I checked the *player_fifa_api_id* but that had 11,060 DISTINCT rows. I was able to create the query below that used the Match table data to see which players were associated with each match. Due to there being substitutions throughout the match, it is assumed that these 11 players are the starting roster for each team during the 2007-2008 season (May-August). 

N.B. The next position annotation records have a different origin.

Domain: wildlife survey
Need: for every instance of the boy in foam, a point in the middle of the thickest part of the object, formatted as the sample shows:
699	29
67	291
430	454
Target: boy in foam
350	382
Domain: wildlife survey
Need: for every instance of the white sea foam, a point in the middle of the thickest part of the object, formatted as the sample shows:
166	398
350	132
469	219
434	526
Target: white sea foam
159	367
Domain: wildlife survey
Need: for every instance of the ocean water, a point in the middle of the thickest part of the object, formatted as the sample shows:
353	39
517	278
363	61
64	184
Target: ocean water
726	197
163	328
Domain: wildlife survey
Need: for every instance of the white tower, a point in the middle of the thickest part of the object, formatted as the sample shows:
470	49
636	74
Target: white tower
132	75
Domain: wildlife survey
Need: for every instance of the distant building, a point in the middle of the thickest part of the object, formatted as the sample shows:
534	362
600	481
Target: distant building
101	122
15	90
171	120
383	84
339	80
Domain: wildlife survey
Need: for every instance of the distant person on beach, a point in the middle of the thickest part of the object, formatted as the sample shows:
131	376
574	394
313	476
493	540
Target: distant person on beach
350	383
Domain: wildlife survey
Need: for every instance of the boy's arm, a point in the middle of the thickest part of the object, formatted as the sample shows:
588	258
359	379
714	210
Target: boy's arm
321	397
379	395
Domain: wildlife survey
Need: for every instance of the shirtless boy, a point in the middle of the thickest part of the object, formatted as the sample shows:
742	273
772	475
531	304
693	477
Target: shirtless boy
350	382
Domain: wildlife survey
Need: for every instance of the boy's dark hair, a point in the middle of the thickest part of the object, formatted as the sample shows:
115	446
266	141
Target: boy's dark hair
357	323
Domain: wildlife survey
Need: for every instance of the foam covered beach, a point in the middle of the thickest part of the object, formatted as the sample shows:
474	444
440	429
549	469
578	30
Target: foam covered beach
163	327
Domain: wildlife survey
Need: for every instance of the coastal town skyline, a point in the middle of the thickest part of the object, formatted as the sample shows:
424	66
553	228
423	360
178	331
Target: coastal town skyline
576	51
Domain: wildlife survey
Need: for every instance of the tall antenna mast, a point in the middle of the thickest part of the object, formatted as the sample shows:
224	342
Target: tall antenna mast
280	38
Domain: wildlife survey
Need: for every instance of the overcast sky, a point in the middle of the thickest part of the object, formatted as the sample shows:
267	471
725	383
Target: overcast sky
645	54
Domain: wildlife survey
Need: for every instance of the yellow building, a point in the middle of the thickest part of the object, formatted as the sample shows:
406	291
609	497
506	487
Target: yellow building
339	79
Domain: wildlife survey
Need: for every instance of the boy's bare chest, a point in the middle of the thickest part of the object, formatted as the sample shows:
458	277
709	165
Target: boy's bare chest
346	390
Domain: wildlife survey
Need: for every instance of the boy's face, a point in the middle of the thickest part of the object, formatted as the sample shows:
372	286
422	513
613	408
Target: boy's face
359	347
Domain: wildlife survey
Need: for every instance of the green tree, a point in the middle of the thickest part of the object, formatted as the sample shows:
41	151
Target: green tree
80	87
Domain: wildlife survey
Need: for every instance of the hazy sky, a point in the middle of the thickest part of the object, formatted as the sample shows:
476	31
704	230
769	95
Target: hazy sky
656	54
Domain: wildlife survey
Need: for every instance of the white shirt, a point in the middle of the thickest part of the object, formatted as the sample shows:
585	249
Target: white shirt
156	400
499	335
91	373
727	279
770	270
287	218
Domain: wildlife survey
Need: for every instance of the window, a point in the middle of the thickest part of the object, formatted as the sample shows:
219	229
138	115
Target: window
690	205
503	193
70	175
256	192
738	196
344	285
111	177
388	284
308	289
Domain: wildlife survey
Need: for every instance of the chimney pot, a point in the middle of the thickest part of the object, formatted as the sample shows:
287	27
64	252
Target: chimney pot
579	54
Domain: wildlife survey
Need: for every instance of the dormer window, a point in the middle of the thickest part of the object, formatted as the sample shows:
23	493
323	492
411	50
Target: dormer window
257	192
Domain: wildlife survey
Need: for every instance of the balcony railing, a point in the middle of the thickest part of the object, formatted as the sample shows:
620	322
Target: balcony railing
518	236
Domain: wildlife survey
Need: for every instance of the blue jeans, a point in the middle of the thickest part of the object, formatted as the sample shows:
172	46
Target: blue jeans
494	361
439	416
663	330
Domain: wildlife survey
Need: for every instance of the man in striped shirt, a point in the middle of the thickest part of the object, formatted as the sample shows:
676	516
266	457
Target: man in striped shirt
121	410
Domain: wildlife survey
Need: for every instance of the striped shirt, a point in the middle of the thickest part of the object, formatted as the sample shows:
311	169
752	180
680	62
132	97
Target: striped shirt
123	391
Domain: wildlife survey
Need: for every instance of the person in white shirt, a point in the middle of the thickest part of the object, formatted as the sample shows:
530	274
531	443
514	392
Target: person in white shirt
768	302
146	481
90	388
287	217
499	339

This turned out to be a pretty big challege because I did not relize DB Browser for SQLite seemingly does not have a formal Date type but rather stores date types as a *Timestring* format. If anyone has any information regarding this and how to deal with it in the best/cleanest way I have made a [Stack Overflow Post](https://stackoverflow.com/questions/56202599/converting-timestrings-to-datetime-db-browser)

In [12]:
#Matches from most recent season and the starting players (in ID format)
matches = pd.read_sql_query('''SELECT t.team_long_name, m.home_player_1, m.home_player_2, m.home_player_3,m.home_player_4, m.home_player_5,m.home_player_6, m.home_player_7, m.home_player_8, m.home_player_9, m.home_player_10, m.home_player_11, m.date 
                                 FROM Team t 
                                 JOIN Match m ON t.team_api_id = m.home_team_api_id 
                                WHERE DATE(m.date) BETWEEN "2015-05-01" and "2016-05-25" 
                                ORDER BY t.team_long_name;''', conn)
matches

Unnamed: 0,team_long_name,home_player_1,home_player_2,home_player_3,home_player_4,home_player_5,home_player_6,home_player_7,home_player_8,home_player_9,home_player_10,home_player_11,date
0,1. FC Köln,212815.0,36395.0,36934.0,264221.0,307210.0,36086.0,167589.0,127945.0,459493.0,166449.0,196366.0,2015-05-10 00:00:00
1,1. FC Köln,212815.0,36395.0,36934.0,264221.0,22824.0,450976.0,36086.0,127945.0,459493.0,196366.0,166449.0,2015-05-23 00:00:00
2,1. FC Köln,212815.0,127945.0,231753.0,303800.0,307210.0,166449.0,36086.0,167589.0,459493.0,177941.0,71605.0,2015-10-31 00:00:00
3,1. FC Köln,212815.0,127945.0,36934.0,303800.0,307210.0,166449.0,36086.0,167589.0,260470.0,177941.0,71605.0,2015-11-21 00:00:00
4,1. FC Köln,212815.0,127945.0,36934.0,303800.0,307210.0,238438.0,36086.0,167589.0,260470.0,177941.0,71605.0,2015-12-05 00:00:00
5,1. FC Köln,212815.0,212377.0,231753.0,36934.0,303800.0,307210.0,450976.0,36086.0,22824.0,127945.0,238438.0,2015-12-19 00:00:00
6,1. FC Köln,212815.0,212377.0,36934.0,303800.0,307210.0,167589.0,36086.0,127945.0,166449.0,260470.0,71605.0,2016-01-23 00:00:00
7,1. FC Köln,212815.0,212377.0,231753.0,303800.0,307210.0,127945.0,167589.0,36086.0,260470.0,238438.0,71605.0,2015-08-22 00:00:00
8,1. FC Köln,212815.0,36934.0,28435.0,303800.0,127945.0,450976.0,307210.0,259439.0,238438.0,260470.0,71605.0,2016-02-13 00:00:00
9,1. FC Köln,212815.0,36934.0,28435.0,303800.0,127945.0,36086.0,307210.0,259439.0,450976.0,71605.0,260470.0,2016-02-26 00:00:00


The next step of my process is to collect all the player ids for each team and store them as a list or dictonary. Then we will have a list of all the players that are considered "starters" for each team. Following that we can begin investigating their attributes!